The discussions, the official said, were “intense at times” as both sought clarification of the two biggest issues between them. Iran wants to know exactly which sanctions against it will be lifted and when.
The United States and its global partners in the negotiations want specific mention in a final deal of international verification and monitoring provisions that include all Iranian sites, including military facilities.
Other issues that remain unresolved include the extent to which Iran will provide details of its nuclear research history.
“All issues were reviewed,” but “differences still remain,” Iranian negotiator Abbas Araghchi told reporters as his delegation departed for Tehran.
Asked before the first of two sessions between Kerry and Zarif Saturday whether the deadline for a final agreement will be met, Zarif said, “We will try.”
Much of the talks centered on technical issues that will be part of several annexes to the final accord, which is in draft form. Kerry was accompanied by Energy Secretary Ernest Moniz. Ali Akbar Salehi, head of Iran’s Atomic Energy Commission, joined the talks by telephone from Tehran, where he is recovering from an illness.
Talks between technical experts are due to continue Thursday in Vienna.
Kerry’s schedule has been cleared for all of June, assuming he will have to return as the talks intensify during what is now a 30-day countdown.
The Geneva meeting with Zarif was set up because technical talks that started up several weeks ago, following the April 2 signing of a framework for the final agreement had “gone about as far as they can go” without political decisions from the governments involved, said a senior State Department official traveling with Kerry.

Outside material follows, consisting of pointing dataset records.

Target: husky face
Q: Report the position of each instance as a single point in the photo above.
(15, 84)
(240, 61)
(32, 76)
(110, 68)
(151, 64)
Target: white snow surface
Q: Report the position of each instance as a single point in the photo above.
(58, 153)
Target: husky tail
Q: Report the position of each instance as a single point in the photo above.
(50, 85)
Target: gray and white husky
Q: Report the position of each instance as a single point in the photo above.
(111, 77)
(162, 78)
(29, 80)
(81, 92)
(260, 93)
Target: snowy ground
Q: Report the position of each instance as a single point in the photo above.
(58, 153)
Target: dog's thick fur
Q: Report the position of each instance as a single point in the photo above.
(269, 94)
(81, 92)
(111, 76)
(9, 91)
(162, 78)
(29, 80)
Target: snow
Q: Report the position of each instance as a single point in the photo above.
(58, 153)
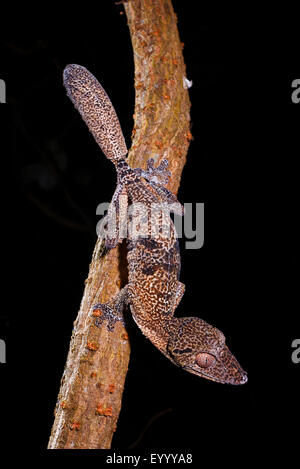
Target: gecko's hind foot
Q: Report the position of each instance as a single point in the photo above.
(159, 175)
(104, 311)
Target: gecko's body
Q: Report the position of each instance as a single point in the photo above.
(153, 290)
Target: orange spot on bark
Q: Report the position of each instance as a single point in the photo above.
(97, 313)
(105, 411)
(112, 388)
(75, 425)
(92, 345)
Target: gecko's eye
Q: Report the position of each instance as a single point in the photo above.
(205, 360)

Despite rumblings on both sides about extending the deadline — something that has happened on virtually every previous step in the negotiations during the past year and a half — the United States has said it does not envision an extension. Senior U.S. officials said they remain confident that the deal can be completed on time, assuming political will on both sides.
One possibility for a brief extension, however, may come at the end of the month, when Congress will be in recess through the July 4 holiday. Under the recently passed legislation, lawmakers have 30 days — during which President Obama cannot alter legislatively imposed sanctions — to review the deal, provided it is submitted by July 10.
If it is submitted after that, lawmakers have an additional 30 days for review.
U.S. partners in the negotiations include France, Britain, Germany, Russia and China. The European Union is also at the table.
France has taken a particularly tough stance on the inspections issue. Foreign Minister Laurent Fabius said this week that his government would not sign a final accord unless Iran agrees to open all sites, including military facilities, to verification inspections. Kerry is set to meet with Fabius in Paris next week.
Fabius’s remarks came as Iran’s supreme leader, Ayatollah Ali Khamenei, said he had instructed his country’s negotiating team not to accept military site inspections. Khamenei also said he would “not allow foreigners” to talk to Iran’s nuclear scientists.
Iranian President Hassan Rouhani followed up, saying that “we will never sign a deal that would allow anybody to have access to the country’s scientific and military secrets.”
U.S. officials, as they have in response to similarly tough public pronouncements by Iran in the past, dismissed Khamenei’s remarks.
“What we’re focused on isn’t sort of the rhetoric used at home, but what is agreed inside the negotiating room,” said the official, who spoke on the condition of anonymity under ground rules set by the State Department.